Whitney Adds Zing to Typical Museum Visit

By Naomi Lee ’19

Museums are an amazing way to embrace different cultures. They are fun options and serve as a relaxing break from the rapid, lively city. It’s always great to stroll through a museum with a friend, take some pictures, grab some food and receive insight from various artworks.

But, how do you choose the perfect one? Don’t worry, I’ve got you covered. Situated between the High Line and the Hudson River, the Whitney Museum of American Art, also known as the Whitney, beautifully showcases artwork of talented artists and sculptors. The museum is located at 99 Gansevoort Street, New York, NY 10014. It is one of Manhattan’s most modern cultural locations and is definitely worth a visit.

The history of the Whitney is what makes the museum truly outstanding. In the beginning of the twentieth century, many artists found it nearly impossible to showcase their artwork. Mrs. Gertrude Vanderbilt Whitney was empathetic to struggling artists through her love and passion for the arts. She purchased and displayed their artwork to the public. She then became a significant figure in American art history.

The Whitney significantly stands out from other museums because of its structure. The designer of the museum, Renzo Piano, wanted “to draw on its vitality and at the same time enhance its rich character.” The museum is made up of nearly all glass, one side of the building is slanted, and, overall, it is aesthetically appealing. Its structure is extraordinary compared to other buildings in the area.

The Whitney has done what other museums must onsider doing: display modern art that appeals to young adults in order to remain relevant. According to https://whitney.org/About, “The Whitney is dedicated to collecting, preserving, interpreting, and exhibiting American art, and its collection—arguably the finest holding of twentieth-century American art in the world—is the Museum’s key resource.”

The museum consists of unique exhibitions that are considered to be America’s leading survey of recent developments in art.

As soon as I entered, I was greeted by friendly workers. I looked around and was amazed to see how spacious and large the lobby was. The ceilings were high, with floor-to-ceiling windows. The whole place seemed so full of life, vibrant and bright. There is no need to worry about crowdedness at the Whitney.

Admission fees are fairly affordable. It is $25 per ticket for an adult, $18 per ticket for seniors and students, and if you’re under 18… it’s free. You can’t possibly find a reason to reject a visit to the Whitney if it’s free! To the left is the museum’s gift shop. The shop sells everything ranging from apparel, accessories, jewelry to prints and collectibles.

Coat check-in is in the basement, and it’s free as well.

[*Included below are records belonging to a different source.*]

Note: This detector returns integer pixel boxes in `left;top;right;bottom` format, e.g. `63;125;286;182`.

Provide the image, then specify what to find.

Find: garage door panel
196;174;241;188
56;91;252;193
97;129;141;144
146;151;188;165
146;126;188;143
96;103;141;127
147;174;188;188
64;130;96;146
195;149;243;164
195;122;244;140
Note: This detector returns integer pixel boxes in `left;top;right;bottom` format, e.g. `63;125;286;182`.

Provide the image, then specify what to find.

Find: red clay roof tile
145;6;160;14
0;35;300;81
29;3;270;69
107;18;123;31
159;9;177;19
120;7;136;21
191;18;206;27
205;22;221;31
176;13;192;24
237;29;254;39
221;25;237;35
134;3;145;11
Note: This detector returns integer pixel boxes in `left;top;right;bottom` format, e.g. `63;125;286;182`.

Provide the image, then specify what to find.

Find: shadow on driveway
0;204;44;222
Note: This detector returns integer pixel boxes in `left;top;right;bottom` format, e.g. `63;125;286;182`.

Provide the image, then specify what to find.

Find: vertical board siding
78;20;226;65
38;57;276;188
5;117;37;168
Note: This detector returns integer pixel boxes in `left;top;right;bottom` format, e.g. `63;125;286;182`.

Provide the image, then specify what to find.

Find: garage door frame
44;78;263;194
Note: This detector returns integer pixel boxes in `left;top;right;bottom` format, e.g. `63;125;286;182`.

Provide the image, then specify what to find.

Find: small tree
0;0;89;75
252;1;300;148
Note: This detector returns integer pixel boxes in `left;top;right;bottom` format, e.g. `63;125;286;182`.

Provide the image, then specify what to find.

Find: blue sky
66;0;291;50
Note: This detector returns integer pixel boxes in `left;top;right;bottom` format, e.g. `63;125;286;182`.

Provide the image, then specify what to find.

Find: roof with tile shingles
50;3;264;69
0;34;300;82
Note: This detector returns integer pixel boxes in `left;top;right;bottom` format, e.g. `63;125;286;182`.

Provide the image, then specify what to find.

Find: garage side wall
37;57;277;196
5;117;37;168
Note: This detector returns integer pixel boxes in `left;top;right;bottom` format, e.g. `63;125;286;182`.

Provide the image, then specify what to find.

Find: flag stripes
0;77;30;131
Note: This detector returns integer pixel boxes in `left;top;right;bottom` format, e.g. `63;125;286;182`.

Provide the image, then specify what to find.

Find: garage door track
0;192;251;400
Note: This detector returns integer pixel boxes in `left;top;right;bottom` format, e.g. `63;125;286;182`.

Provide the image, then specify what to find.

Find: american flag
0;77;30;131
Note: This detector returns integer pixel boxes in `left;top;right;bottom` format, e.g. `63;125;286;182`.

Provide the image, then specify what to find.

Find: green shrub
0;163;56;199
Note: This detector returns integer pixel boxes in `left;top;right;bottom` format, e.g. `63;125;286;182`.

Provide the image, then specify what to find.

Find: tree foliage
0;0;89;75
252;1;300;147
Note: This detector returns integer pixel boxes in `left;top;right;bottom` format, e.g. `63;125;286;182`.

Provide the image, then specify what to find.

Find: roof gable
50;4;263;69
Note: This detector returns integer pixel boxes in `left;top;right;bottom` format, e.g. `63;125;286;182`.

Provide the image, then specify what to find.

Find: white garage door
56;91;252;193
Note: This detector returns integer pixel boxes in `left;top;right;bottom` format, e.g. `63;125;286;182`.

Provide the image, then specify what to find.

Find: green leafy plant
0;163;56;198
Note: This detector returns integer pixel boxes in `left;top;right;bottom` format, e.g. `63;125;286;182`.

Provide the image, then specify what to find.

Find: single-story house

The museum is very visitor-friendly.

I took a large, snazzy elevator up to the highest floor, floor eight, and worked my way down (which is a great idea).

All the galleries are simple and sleek. There are multiple outstanding exhibitions throughout the museum.

The most eye-catching exhibition must be An Incomplete History of Protest: Selections from the Whitney’s Collection, from 1940-2017, on floor six. There Stefan Edlis and Gael Neeson brilliantly explores how various artists approach political and social issues in history and modern day.

Kortni Cheung 18 stated, “This exhibit was a great representation of what America stands for. Artists showed the country lives up to its name, being the land of the free and the home of the brave. I loved it.”

An interesting piece by the Guerrilla Girls approached the issue of gender inequality. Guerrilla Girls, a collective of female artists, passionately fought bias in the art world during the 1980s. Their art especially emphasized the discrimination against women artists. Many museums and galleries back in the day showed work from only men, the “superior” gender.

This piece is a collection of 12 pictures, one of which states, “Question: How many works by women artists were in the Andy Warhol and Tremaine Auctions at Sotheby’s? Answer: 0.” Not only did floor six display collections of posters and photographs, there was structural art as well. 

For instance, a group of trophies that were awarded to police for the killings of criminals,  revealed the growing problem of police brutality.

Matthew Tadros 19 stated, “The Whitney Museum has to be one of my favorite museums to visit. The artwork really stands out to me, especially the women’s rights area. It is important for society to understand the discrimination that women are still unfortunately facing today.”

Not only is the Whitney filled with meaningful and expressive artwork, the sky terrace is definitely one of the main attractions. Visitors can exit through floors six, seven, and eight to experience the breathtaking view of the Manhattan skyline, along with the Hudson River.

It’s also a perfect photo opportunity. Ming Zhu 19 stated, “The view was fantastic. Most of the museums I’ve visited usually don’t have an outer deck. I’m so glad the Whitney does, though. I was able to sit outside and catch up with a friend while taking in the beautiful view.”

If you’re an art enthusiast who is always on the hunt for museums to enjoy lively, rich modern and contemporary art, take a visit to the Whitney Museum!